WEST Sussex is a high risk area for Avian Flu, the area's trading standard team has warned.

This comes after several outbreaks of the disease in the UK.

As a result, compulsory restrictions for poultry keepers and owners of captive birds have been put in place across England by the Department for the Environment, Food and Rural Affairs (Defra).

West Sussex trading standards team manager Peter Aston said: "Although the current outbreaks are not in West Sussex nor neighbouring counties, it is important that poultry keepers in particular take sensible steps to stop domestic birds mixing with wild ones.

"This includes, where practical to do so, not leaving food accessible to wild birds and netting runs.

"West Sussex is a high risk area for Avian Flu due to the number of estuaries and wetlands used by migrating birds. 

"For the sake of the commercial poultry and egg producers in the county, we really want to keep cases out of the farmed and domestic poultry premises.

"Sensible steps taken now can help achieve this."

Deborah Urquart, West Sussex County Council’s cabinet member for place services, detailed how the illness had been spread in the past.

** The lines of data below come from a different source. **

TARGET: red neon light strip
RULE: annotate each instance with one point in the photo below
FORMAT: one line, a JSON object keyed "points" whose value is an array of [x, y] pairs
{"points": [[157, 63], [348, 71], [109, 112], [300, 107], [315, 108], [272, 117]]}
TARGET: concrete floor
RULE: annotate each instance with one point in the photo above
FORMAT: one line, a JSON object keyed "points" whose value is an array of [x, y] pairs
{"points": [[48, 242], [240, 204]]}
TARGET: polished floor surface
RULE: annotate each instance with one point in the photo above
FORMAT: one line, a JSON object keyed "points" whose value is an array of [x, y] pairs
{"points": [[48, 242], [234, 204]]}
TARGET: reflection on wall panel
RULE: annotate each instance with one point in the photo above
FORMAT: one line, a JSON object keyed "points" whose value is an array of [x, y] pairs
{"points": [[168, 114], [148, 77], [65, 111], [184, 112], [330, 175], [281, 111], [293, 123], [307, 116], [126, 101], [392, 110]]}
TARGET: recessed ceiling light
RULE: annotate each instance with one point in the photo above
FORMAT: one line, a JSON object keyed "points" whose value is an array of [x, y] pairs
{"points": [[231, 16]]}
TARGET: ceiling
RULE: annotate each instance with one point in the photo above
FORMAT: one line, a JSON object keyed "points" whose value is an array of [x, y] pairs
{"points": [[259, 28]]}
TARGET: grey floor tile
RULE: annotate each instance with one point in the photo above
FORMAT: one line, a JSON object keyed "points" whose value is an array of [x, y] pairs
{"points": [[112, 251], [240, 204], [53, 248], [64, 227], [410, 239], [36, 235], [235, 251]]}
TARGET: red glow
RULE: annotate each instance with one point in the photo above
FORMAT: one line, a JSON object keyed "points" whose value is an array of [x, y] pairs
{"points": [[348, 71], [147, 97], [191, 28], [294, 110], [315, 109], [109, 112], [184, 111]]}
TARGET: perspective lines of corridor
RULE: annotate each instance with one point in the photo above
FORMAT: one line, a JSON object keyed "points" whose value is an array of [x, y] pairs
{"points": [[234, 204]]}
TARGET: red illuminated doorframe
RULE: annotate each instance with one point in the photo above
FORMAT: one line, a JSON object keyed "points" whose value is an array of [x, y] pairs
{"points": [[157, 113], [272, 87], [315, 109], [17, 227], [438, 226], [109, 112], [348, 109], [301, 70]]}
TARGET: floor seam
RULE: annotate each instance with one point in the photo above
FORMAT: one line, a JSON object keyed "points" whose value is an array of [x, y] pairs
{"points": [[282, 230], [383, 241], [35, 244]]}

The Argus: Three cygnets rescued after crash landing on the streets of York mingle with other birds at the Yorkshire Swan Rescue Hospital, at Brandsby, near York

She said: “The disease almost always spreads from the migrating wild bird population and taking relatively small precautions now could have a major impact on stopping the virus entering the domestic poultry population."

Anyone who finds a dead swan, goose or duck, as well as other dead wild birds such as gulls or birds of prey, is being asked to report this to the Defra helpline by calling 03459 335577.

According to the NHS, Avian Flu, or Bird Flu, is "an infectious type of influenza that spreads among birds".

"In rare cases, it can affect humans," the health service states on its website.

There are lots of different strains of bird flu virus. Most of them don't infect humans. But there are 4 strains that have caused concern in recent year; H5N1 in 1997, H7N9 in 2013, H5N6 in 2014 and H5N8 in 2016.

"Although H5N1, H7N9 and H5N6 don't infect people easily and aren't usually spread from human to human, several people have been infected around the world, leading to a number of deaths. H5N8 has not infected any humans worldwide to date.

"No humans have been infected with H5N1, H7N9, H5N6 or H5N8 bird flu in the UK – this includes the type of H5N6 virus recently found in humans in China. Plans are in place to manage any suspected cases.

"H5N8 bird flu has been found in some wild birds and poultry in the UK. H5N6 has also been found in some wild birds in the UK but is a different strain to that seen in China."